Following Peres' death in 2016, Prime Minister Benjamin Netanyahu decided to name the center after the former president in honor of his contribution to its inception and construction.

The ceremony ended being postponed, mainly due to the Atomic Energy Commission's reticence to draw attention to the center during the international campaign against the nuclear deal with Iran.

Another reason was the fear of protest from the reactor's scientists, who were involved in a work dispute for their wages, which has been resolved.

Netanyahu speaking outside the nuclear plant in Dimona, August 29, 2018.Credit: Kobi Gideon

The ceremony was eventually set for the May 1. On April 30, Netanyahu decided to reveal the "Iranian nuclear archive" ahead of the Trump administration's decision to withdraw from the nuclear deal on May 8.

The ceremony was again rescheduled as to not call attention to the reactor. It was ultimately held on Wednesday, June 28.

The event was unprecedented in light of Israel's nuclear ambiguity, with Netanyahu making a semi-public visit to the reactor and implies the state's nuclear capabilities. "Whoever threatens us with our demise puts himself in similar danger," Netanyahu said.

Rivlin was not invited to the ceremony, despite its formal nature and the fact Peres was Rivlin's antecedent. Him not being invited was also likely unrelated to his medical condition, for which he is being treated with interveinal antibiotics.

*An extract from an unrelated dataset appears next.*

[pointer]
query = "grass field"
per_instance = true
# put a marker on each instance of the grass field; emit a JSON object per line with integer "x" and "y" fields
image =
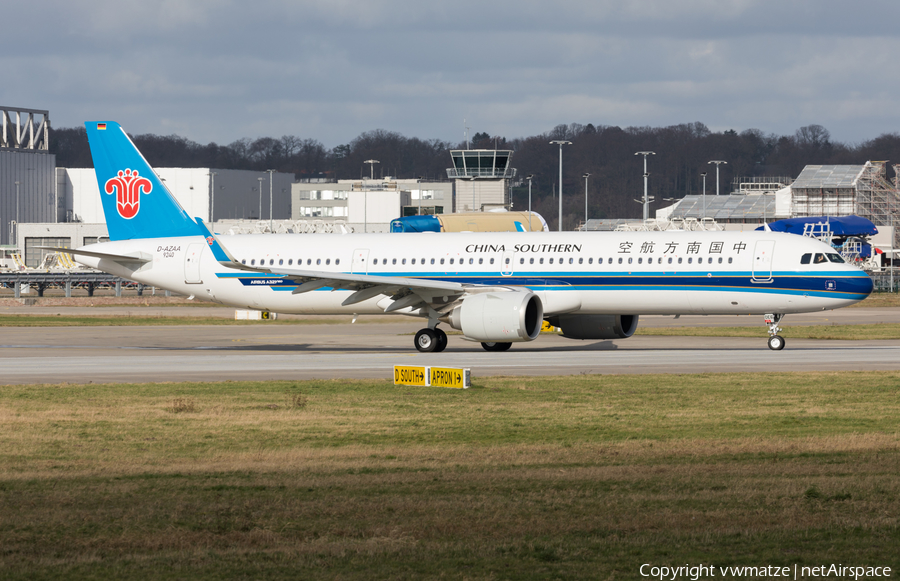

He was also not invited to the previous date set for the ceremony on May 1.

In response to Haaretz's inquiry, the Prime Minister's Bureau said the decision was made to hold a modest, scaled-down ceremony which chiefly included members of Peres' family and the center's employees.

The statement added the center was named after Peres in honor of his contribution to its formation, "especially in the context of his roles during the early years of the state's existence."

Iranian Foreign Minister Mohammad Javad Zarif responded to Netanyahu's comment on Wednesday, saying "Iran, a country without nuclear weapons, is threatened with atomic annihilation by a warmonger standing next to an actual nuclear weapons factory. Beyond shameless in the gall."